CITY councillors yesterday backed chief executive Bruce Anson in the ‘Wilma Wright’ bogus letter controversy.
Former mayor Mike Neoh and councillors John Harris, Rob Askew and Andrew Fawcett said they had full confidence in their CEO.
Cr Neoh was speaking after Mr Anson’s son admitted he was the man behind the pseudonym Wilma Wright used in a controversial letter published by The Standard.
The letter, from ‘Wilma Wright of Hopkins Point Road’, mocked election candidates Peter Hulin, Peter Sycopoulis and Jennifer Lowe by comparing them to a scene in Monty Python’s The Life of Brian.
The trio allege a dirty tricks campaign and say the letter was an 11th-hour bid to sway voters. They are demanding a top-level inquiry in the belief that serious offences against the Local Government Act have been committed.
Council boss Bruce Anson has categorically denied any involvement in his son’s actions.
Cr Neoh said Mr Anson’s son was an adult and could make his own decisions.
“I’m confident the electoral process hasn’t been influenced at all in terms of the letter to the editor.
“It would be different if a candidate or councillor put out a fake how-to-vote card or material that influenced the election,” Cr Neoh said.
After the election results are known at the weekend, Crs Hulin and Lowe and Mr Sycopoulis will push ahead with calls for an investigation by Victoria Police, the Victorian Electoral Commission, the Local Government Inspectorate and the proposed new Anti-Corruption Commission being set up by the state government.
It is an offence under Section 55A of the Local Government Act to engage in conduct that misleads or deceives voters.
“It is also an offence under Section 55C of the same act if the author’s name and address are not included in a letter ‘‘containing electoral matter’’.
The Standard received the letter at the centre of the storm on Monday, October 15, at 5.32pm from the email address email@example.com.
The paper did not breach the Local Government Act when it published the letter in good faith on Saturday, October 20, in that it sufficiently complied with the act by setting out the ‘‘author’s name and the suburb or locality’’.
The newspaper did not take additional take steps to independently verify the author’s identity.
Candidates Hulin, Lowe and Sycopoulis raised concerns about the letter on Monday, October 22, saying they questioned the identity of the author and were suspicious about the level of council knowledge it contained.
The newspaper sought a reply from firstname.lastname@example.org twice — at 9.21am on the morning of October 22 and again at 9.36am on the morning of October 23 — but received no reply.
On October 24, the newspaper contacted Jacob Anson through his workplace email at the Queensland AFL from which he later responded.
The Standard has still not received a reply from email@example.com and as yet has not identified the owner of the email address.
Cr John Harris said he had “all the confidence in the world in our CEO”. He said the letter cited information that was in the public domain.
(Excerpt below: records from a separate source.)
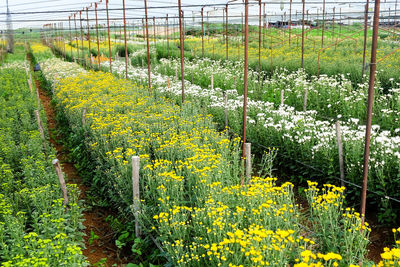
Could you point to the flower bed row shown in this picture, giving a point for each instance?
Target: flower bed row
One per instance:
(36, 228)
(191, 198)
(301, 135)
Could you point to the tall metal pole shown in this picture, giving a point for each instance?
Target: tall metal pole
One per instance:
(70, 37)
(167, 37)
(333, 24)
(369, 109)
(148, 45)
(126, 47)
(323, 23)
(226, 31)
(154, 30)
(82, 46)
(365, 36)
(109, 41)
(264, 24)
(259, 39)
(202, 32)
(77, 39)
(246, 52)
(290, 21)
(144, 30)
(182, 54)
(90, 52)
(302, 37)
(97, 34)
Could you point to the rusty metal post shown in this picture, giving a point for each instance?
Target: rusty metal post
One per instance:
(333, 24)
(90, 52)
(302, 37)
(126, 47)
(97, 35)
(109, 41)
(63, 38)
(148, 45)
(70, 37)
(83, 48)
(167, 37)
(264, 24)
(202, 32)
(144, 33)
(246, 50)
(369, 109)
(323, 23)
(182, 54)
(290, 22)
(77, 39)
(309, 24)
(259, 40)
(226, 31)
(242, 29)
(365, 36)
(154, 30)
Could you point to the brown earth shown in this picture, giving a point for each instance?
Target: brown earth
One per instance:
(100, 251)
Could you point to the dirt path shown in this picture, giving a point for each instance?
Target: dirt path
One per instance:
(99, 251)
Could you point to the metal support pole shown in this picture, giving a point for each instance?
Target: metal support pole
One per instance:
(167, 37)
(246, 50)
(97, 35)
(109, 41)
(144, 33)
(369, 109)
(333, 24)
(323, 23)
(90, 52)
(83, 48)
(126, 47)
(365, 36)
(290, 22)
(226, 31)
(154, 30)
(70, 37)
(259, 40)
(182, 54)
(302, 37)
(264, 24)
(148, 45)
(202, 32)
(77, 40)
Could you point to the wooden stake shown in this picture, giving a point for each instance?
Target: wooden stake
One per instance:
(248, 160)
(84, 116)
(226, 109)
(60, 175)
(305, 99)
(30, 85)
(39, 121)
(340, 149)
(136, 192)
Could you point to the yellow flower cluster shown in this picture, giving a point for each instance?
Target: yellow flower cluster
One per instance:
(190, 174)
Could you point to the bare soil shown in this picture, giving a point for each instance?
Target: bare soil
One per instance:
(100, 251)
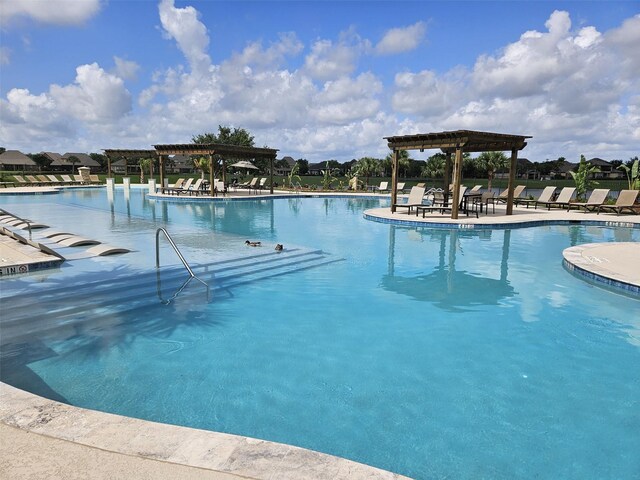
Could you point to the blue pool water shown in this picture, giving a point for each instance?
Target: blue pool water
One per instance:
(432, 353)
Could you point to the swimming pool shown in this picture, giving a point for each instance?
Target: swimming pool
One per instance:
(428, 352)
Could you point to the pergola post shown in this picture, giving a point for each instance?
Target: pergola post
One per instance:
(512, 180)
(161, 165)
(394, 180)
(109, 166)
(447, 172)
(211, 184)
(271, 175)
(457, 174)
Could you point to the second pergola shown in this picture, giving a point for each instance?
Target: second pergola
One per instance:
(457, 143)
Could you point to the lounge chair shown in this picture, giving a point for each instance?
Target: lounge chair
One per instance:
(626, 201)
(415, 199)
(44, 180)
(563, 198)
(195, 189)
(54, 180)
(383, 187)
(595, 200)
(545, 196)
(66, 179)
(517, 191)
(34, 181)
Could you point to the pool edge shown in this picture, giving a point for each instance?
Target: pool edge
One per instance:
(223, 453)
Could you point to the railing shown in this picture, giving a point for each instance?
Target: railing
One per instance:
(184, 262)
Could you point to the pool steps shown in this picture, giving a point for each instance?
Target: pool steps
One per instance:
(71, 306)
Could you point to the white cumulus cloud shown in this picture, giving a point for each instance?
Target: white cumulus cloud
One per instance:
(56, 12)
(398, 40)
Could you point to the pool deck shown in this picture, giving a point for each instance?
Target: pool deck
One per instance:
(41, 438)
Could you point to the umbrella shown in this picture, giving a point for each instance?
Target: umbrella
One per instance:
(244, 164)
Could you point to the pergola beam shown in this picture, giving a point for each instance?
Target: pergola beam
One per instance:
(458, 142)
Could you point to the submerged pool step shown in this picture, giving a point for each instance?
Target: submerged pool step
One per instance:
(98, 302)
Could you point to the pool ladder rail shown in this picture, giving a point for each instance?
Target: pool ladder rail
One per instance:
(184, 262)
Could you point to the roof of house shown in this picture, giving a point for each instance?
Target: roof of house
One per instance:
(599, 162)
(85, 160)
(15, 157)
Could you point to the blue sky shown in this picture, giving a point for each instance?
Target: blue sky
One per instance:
(320, 79)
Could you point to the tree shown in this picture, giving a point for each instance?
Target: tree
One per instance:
(226, 136)
(72, 159)
(582, 177)
(368, 167)
(145, 164)
(434, 167)
(491, 162)
(202, 164)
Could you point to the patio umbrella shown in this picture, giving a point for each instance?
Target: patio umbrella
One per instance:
(245, 164)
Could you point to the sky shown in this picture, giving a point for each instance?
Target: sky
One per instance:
(320, 80)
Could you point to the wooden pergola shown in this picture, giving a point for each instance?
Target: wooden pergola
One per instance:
(458, 142)
(210, 149)
(117, 154)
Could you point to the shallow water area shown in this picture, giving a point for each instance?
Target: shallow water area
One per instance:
(428, 352)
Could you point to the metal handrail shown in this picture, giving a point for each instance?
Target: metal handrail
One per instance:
(28, 222)
(182, 259)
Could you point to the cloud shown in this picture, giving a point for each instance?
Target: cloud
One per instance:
(125, 69)
(5, 55)
(56, 12)
(183, 25)
(399, 40)
(94, 100)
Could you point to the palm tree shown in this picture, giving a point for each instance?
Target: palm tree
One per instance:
(492, 162)
(368, 167)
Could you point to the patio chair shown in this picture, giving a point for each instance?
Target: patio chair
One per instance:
(545, 196)
(595, 200)
(415, 199)
(626, 201)
(517, 191)
(44, 180)
(383, 187)
(54, 180)
(66, 179)
(563, 198)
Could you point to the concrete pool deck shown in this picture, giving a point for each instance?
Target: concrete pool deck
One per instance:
(41, 438)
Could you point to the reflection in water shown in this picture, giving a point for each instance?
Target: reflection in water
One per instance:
(445, 286)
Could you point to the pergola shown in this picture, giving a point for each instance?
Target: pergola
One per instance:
(210, 149)
(113, 154)
(458, 142)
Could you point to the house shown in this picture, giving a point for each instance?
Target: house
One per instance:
(15, 160)
(84, 160)
(282, 170)
(317, 168)
(606, 169)
(179, 164)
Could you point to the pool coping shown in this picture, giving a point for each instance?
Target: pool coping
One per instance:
(229, 454)
(614, 265)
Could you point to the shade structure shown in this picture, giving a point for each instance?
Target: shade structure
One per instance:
(245, 164)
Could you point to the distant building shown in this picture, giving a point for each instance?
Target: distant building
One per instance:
(15, 160)
(282, 170)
“Bruce can’t be held responsible for his son’s comments. As an adult he’s (Jacob) responsible for his own comments. I’m not sure about using a different name, but others text into the paper and don’t use their names.”
Mayor Jacinta Ermacora described the letter as “but one example of many anonymous criticisms published by The Standard against members of our community including council and councillors”.
Cr Askew said he had full confidence in Mr Anson but was “disappointed with the actions of some other people”, who he declined to name.
Bruce Anson was yesterday reappointed to his position as chairman of Regional Development Australia (RDA) Barwon South West.
Regional Australia Minister Simon Crean announced the reappointment, saying committee members were local leaders with diverse skills and experience, who understood the challenges, opportunities and priorities in their communities.